Persistence in Step Fluctuations 

D.B. Dougherty, I. Lyubinetsky and E.D. Williams
Materials Research Science and Engineering Center
University of Maryland, College Park 

All materials systems have an underlying stochastic nature due to thermal motion.  For macroscopic systems, the system average over the thermal motion is the important quantity in predicting materials properties.  However, for nanoscale structures, individual rather than system average behavior will be increasingly important in materials performance.  In this case a typical type of question might be, “What is the first time that a nanoscale structure fluctuates into its active configuration?”  The newly developing field of first passage (or persistence) theory offers an approach to dealing with such problems.  We have performed the first experimental test of the predictions of persistence theory in a solid-state system, by measuring the persistence probability for fluctuating steps on a solid surface.  The results both confirm the applicability of persistence theory, and demonstrate its additional power to distinguish different underlying kinetic mechanisms.  This success is the first step in extending persistence predictions to more complex structures and structure-property correlations.

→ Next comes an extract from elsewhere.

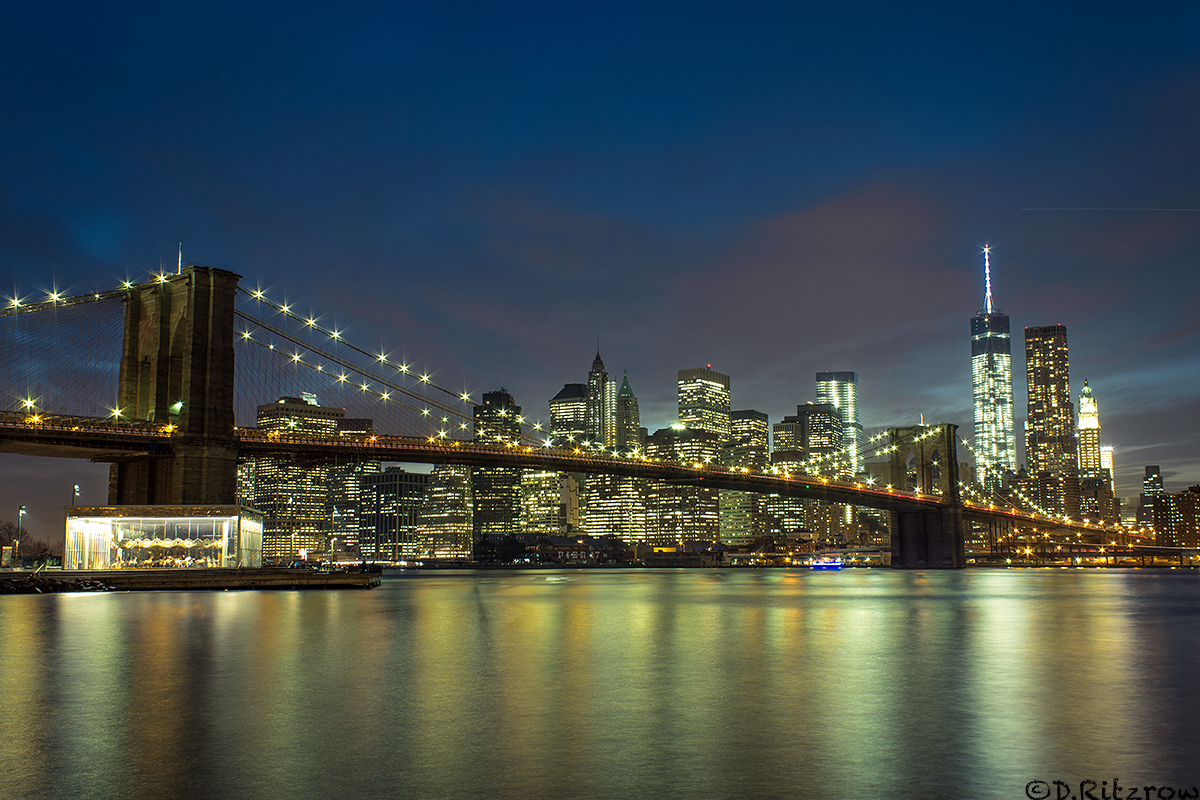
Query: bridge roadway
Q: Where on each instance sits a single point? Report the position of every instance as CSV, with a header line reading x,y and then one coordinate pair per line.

Figure:  Left panel – Time image of two steps on an aluminized Si surface measured at 970K.  Spatial scans across a 100 nm displacement were repeated temporally (bottom to top) over a 38 s time interval revealing the fluctuations of the step edges. 
Right panel – The temporal correlation function G(t) displays a power law time dependence tz, with z, the dynamic exponent, measured to be 0.47 ± 0.04, and the persistence probability p(t) has a power law dependence t-q, where q is non-trivially related to the dynamic exponent, and is measured to be 0.77±0.03.